VwSen-101964/7/Fra/Ka Linz, am 12. Juli 1994 DVR.0690392

E r k e n n t n i s

Der unabhängige Verwaltungssenat des Landes Oberösterreich hat durch sein Mitglied Dr. Fragner über die Berufung des J , gegen das Straferkenntnis der Bundespolizeidirektion Linz vom 24. März 1994, AZ.VU/P/881/93 L, betreffend Übertretung des § 18 Abs.1 StVO 1960, zu Recht erkannt:

Der Berufung wird stattgegeben; das angefochtene Straferkenntnis wird behoben und das Verfahren eingestellt; der Berufungswerber hat keine Beiträge zu den Kosten des Strafverfahrens zu leisten.

Rechtsgrundlage:

§ 66 Abs.4 AVG iVm §§ 24 und 45 Abs.1 Z3 VStG; § 66 Abs.1 VStG.

Entscheidungsgründe:

1. Die BPD Linz hat mit dem in der Präambel angeführten Straferkenntnis über den Berufungswerber wegen einer Verwaltungsübertretung nach § 18 Abs.1 StVO 1960 gemäß § 99 Abs.3 lit.a leg.cit eine Geldstrafe von 800 S (Ersatzfreiheitsstrafe 24 Stunden) verhängt, weil er am 17.

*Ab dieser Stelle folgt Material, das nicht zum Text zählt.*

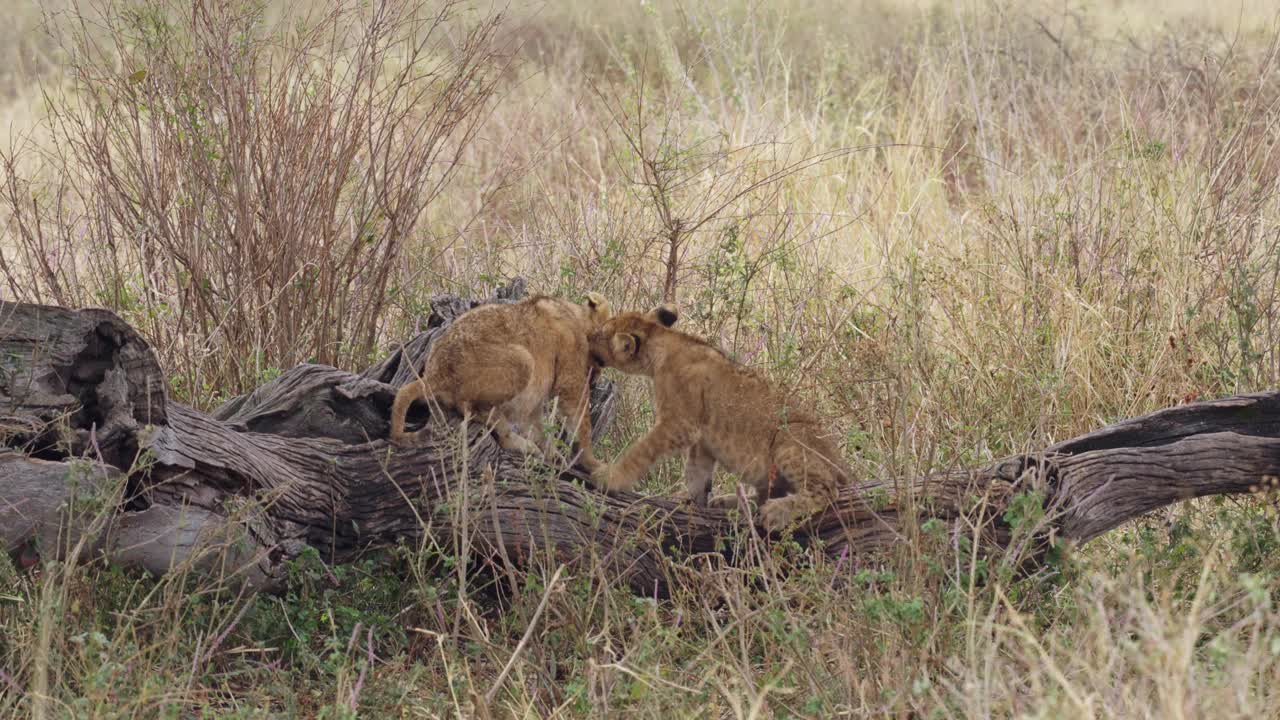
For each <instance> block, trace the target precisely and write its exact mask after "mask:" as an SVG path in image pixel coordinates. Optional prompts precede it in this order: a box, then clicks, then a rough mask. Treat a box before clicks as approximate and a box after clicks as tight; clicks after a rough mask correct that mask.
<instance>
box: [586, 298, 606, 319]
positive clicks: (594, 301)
mask: <svg viewBox="0 0 1280 720" xmlns="http://www.w3.org/2000/svg"><path fill="white" fill-rule="evenodd" d="M586 307H588V309H589V310H590V311H591V319H594V320H595V322H596V323H603V322H605V320H608V319H609V301H608V300H605V297H604V296H603V295H600V293H599V292H588V293H586Z"/></svg>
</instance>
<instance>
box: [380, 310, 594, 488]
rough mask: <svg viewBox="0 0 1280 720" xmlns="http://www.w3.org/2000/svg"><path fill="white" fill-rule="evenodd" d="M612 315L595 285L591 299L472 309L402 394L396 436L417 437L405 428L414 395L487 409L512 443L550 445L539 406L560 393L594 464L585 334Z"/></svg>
mask: <svg viewBox="0 0 1280 720" xmlns="http://www.w3.org/2000/svg"><path fill="white" fill-rule="evenodd" d="M608 319H609V304H608V301H607V300H605V299H604V297H603V296H600V295H598V293H595V292H589V293H588V295H586V304H585V305H579V304H576V302H570V301H567V300H559V299H556V297H547V296H534V297H527V299H525V300H522V301H520V302H515V304H509V305H507V304H494V305H481V306H479V307H475V309H472V310H468V311H466V313H465V314H463V315H462V316H460V318H458V319H457V320H456V322H454V323H453V324H452V325H449V327H448V328H447V329H445V331H444V333H442V334H440V337H439V338H436V341H435V343H434V345H433V346H431V350H430V352H428V356H426V366H425V368H424V369H422V377H421V378H419V379H416V380H413V382H411V383H407V384H404V386H403V387H401V388H399V391H398V392H397V393H396V401H394V402H393V404H392V433H390V434H392V441H394V442H397V443H401V445H404V443H408V442H411V441H412V439H413V434H412V433H407V432H404V416H406V414H407V413H408V409H410V406H411V405H412V404H413V402H415V401H419V400H425V401H435V402H439V404H440V405H443V406H445V407H453V409H457V410H460V411H461V413H462V414H465V415H467V414H476V415H485V416H486V421H488V424H489V427H490V428H493V430H494V434H497V436H498V442H499V445H502V447H504V448H507V450H517V451H521V452H525V454H530V452H545V448H544V447H540V446H541V445H543V443H544V438H543V424H541V411H543V406H544V405H545V402H547V400H549V398H550V397H553V396H554V397H557V398H558V401H559V413H561V415H562V416H563V418H564V419H567V420H570V421H571V423H576V432H575V439H576V445H577V446H579V448H580V450H581V459H580V462H581V465H582V466H584V468H586V469H588V470H594V469H596V468H598V466H599V465H600V462H599V461H598V460H596V459H595V456H594V455H593V454H591V414H590V409H589V407H588V401H589V400H590V393H591V389H590V387H589V384H588V373H589V372H590V364H589V360H588V357H589V356H588V345H586V336H588V333H590V332H591V331H593V329H595V328H598V327H599V325H600V323H603V322H604V320H608ZM516 427H518V428H520V429H521V430H522V432H517V430H516Z"/></svg>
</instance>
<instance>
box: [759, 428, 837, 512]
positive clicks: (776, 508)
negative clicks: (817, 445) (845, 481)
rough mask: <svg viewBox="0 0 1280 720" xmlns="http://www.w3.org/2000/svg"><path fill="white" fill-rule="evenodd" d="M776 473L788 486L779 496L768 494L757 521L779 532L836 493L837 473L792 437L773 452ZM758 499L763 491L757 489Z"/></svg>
mask: <svg viewBox="0 0 1280 720" xmlns="http://www.w3.org/2000/svg"><path fill="white" fill-rule="evenodd" d="M773 461H774V466H776V469H777V471H776V474H777V475H778V477H781V478H783V482H785V483H786V484H787V486H788V487H787V491H788V492H786V493H785V495H782V496H781V497H772V496H769V497H768V500H764V503H763V505H762V506H760V524H763V525H764V528H765V529H767V530H769V532H780V530H782V529H783V528H786V527H787V525H790V524H791V523H794V521H796V520H803V519H805V518H809V516H810V515H814V514H817V512H819V511H822V510H823V509H824V507H827V505H829V503H831V501H832V500H833V498H835V496H836V488H837V484H838V478H840V474H838V471H837V469H836V466H835V465H832V462H831V461H829V460H827V459H826V457H823V456H822V455H819V454H818V452H814V451H813V450H812V448H808V447H805V446H804V445H803V443H800V442H796V441H792V442H787V443H786V445H782V446H781V447H780V448H778V450H777V452H776V454H774V460H773ZM760 496H762V500H763V498H764V497H765V493H764V492H762V493H760Z"/></svg>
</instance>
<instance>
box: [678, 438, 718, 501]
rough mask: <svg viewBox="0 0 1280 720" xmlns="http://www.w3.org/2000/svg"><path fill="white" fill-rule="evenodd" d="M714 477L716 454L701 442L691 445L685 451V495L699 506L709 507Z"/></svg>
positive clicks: (684, 492)
mask: <svg viewBox="0 0 1280 720" xmlns="http://www.w3.org/2000/svg"><path fill="white" fill-rule="evenodd" d="M714 478H716V456H714V455H712V454H710V451H709V450H707V447H705V446H703V443H700V442H695V443H694V445H691V446H689V450H687V451H685V492H684V495H685V496H686V497H687V498H689V500H691V501H692V502H694V505H696V506H698V507H707V506H708V496H710V492H712V480H713V479H714Z"/></svg>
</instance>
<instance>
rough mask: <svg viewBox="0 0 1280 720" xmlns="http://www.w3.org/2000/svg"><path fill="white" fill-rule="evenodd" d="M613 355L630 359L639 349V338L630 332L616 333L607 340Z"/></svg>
mask: <svg viewBox="0 0 1280 720" xmlns="http://www.w3.org/2000/svg"><path fill="white" fill-rule="evenodd" d="M609 345H611V346H612V348H613V355H614V356H616V357H618V359H630V357H632V356H634V355H635V354H636V350H640V338H639V337H636V336H634V334H632V333H618V334H616V336H613V338H612V340H611V341H609Z"/></svg>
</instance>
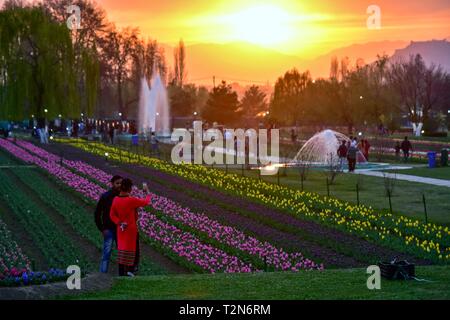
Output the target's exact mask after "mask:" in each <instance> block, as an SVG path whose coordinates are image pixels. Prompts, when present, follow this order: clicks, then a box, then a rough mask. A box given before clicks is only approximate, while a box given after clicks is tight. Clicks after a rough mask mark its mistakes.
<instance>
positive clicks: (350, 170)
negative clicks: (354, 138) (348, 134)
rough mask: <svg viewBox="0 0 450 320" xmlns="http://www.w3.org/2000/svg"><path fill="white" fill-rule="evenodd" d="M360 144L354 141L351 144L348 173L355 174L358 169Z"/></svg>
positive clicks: (347, 159) (349, 150) (355, 140)
mask: <svg viewBox="0 0 450 320" xmlns="http://www.w3.org/2000/svg"><path fill="white" fill-rule="evenodd" d="M357 145H358V142H357V141H356V140H353V141H352V142H351V143H350V148H348V151H347V160H348V172H350V173H351V172H355V168H356V158H357V156H358V147H357Z"/></svg>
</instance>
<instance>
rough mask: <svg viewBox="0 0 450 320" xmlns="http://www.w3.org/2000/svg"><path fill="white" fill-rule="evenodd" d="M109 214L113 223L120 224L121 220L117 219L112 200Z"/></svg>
mask: <svg viewBox="0 0 450 320" xmlns="http://www.w3.org/2000/svg"><path fill="white" fill-rule="evenodd" d="M109 216H110V218H111V221H112V222H114V224H116V225H119V224H120V222H121V221H120V219H119V215H118V213H117V210H116V206H115V203H114V201H113V204H112V206H111V211H110V212H109Z"/></svg>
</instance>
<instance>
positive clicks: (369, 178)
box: [229, 168, 450, 226]
mask: <svg viewBox="0 0 450 320" xmlns="http://www.w3.org/2000/svg"><path fill="white" fill-rule="evenodd" d="M415 170H429V169H426V168H423V169H422V168H417V169H415ZM436 170H438V169H436ZM447 170H448V169H447ZM229 172H233V173H236V174H239V175H240V174H241V170H229ZM280 172H281V173H282V172H283V169H281V170H280ZM402 173H403V170H402ZM405 173H406V172H405ZM448 173H449V174H450V170H448ZM245 175H246V176H249V177H250V176H251V177H254V178H255V179H258V172H257V171H256V170H246V171H245ZM262 179H263V180H264V181H268V182H272V183H278V181H277V176H263V177H262ZM357 183H358V184H359V188H360V195H359V196H360V203H361V204H364V205H367V206H372V207H373V208H376V209H379V210H389V200H388V198H387V197H386V194H385V188H384V179H383V178H378V177H369V176H364V175H358V174H348V173H344V174H340V175H339V176H338V177H337V178H336V181H335V182H334V184H333V185H331V186H330V195H331V196H332V197H336V198H338V199H342V200H345V201H349V202H351V203H354V204H356V203H357V196H356V184H357ZM280 184H281V185H283V186H287V187H291V188H296V189H301V182H300V177H299V173H298V171H297V170H296V169H287V170H286V176H283V174H280ZM304 190H305V191H310V192H316V193H319V194H321V195H327V185H326V174H325V171H317V170H311V171H310V172H309V173H308V176H307V180H306V181H304ZM422 194H425V197H426V201H427V211H428V219H429V221H433V222H436V223H440V224H444V225H449V226H450V201H449V196H450V188H445V187H437V186H433V185H427V184H422V183H413V182H408V181H401V180H397V181H396V184H395V189H394V196H393V197H392V206H393V211H394V213H398V214H402V215H405V216H409V217H414V218H417V219H424V206H423V202H422Z"/></svg>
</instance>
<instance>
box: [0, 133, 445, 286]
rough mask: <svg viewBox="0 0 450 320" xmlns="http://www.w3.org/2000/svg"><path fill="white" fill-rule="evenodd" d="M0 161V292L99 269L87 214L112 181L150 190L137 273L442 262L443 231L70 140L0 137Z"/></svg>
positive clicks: (201, 170) (98, 258)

März 1993 gegen 11.30 Uhr in Linz, auf der Unionstraße, aus Richtung Hanuschstraße kommend, zur Kreuzung Wienerstraße Unionstraße - Hamerlingstraße, diese in gerader Richtung überquerend als Lenker des Kombi, beim Fahren hinter einem Fahrzeug keinen solchen Abstand eingehalten hat, daß ihm jederzeit das rechtzeitige Anhalten möglich gewesen wäre, auch wenn das vordere Fahrzeug plötzlich abgebremst wird.

Ferner wurde der Beschuldigte gemäß § 64 VStG zur Zahlung eines Kostenbeitrages in Höhe von 10 % der verhängten Strafe (80 S) verpflichtet.

2. Dagegen richtet sich die fristgerecht durch die ausgewiesenen Vertreter des Beschuldigten bei der Erstbehörde eingebrachte Berufung. Diese sah sich zu einer Berufungsvorentscheidung nicht veranlaßt und legte das Rechtsmittel samt Akt dem unabhängigen Verwaltungssenat des Landes Oberösterreich vor, der, weil eine 10.000 S übersteigende Geldstrafe nicht verhängt wurde, durch eines seiner Mitglieder entscheidet (§ 51c VStG).

Von der Durchführung einer öffentlichen mündlichen Verhandlung konnte gemäß § 51e Abs.1 VStG abgesehen werden.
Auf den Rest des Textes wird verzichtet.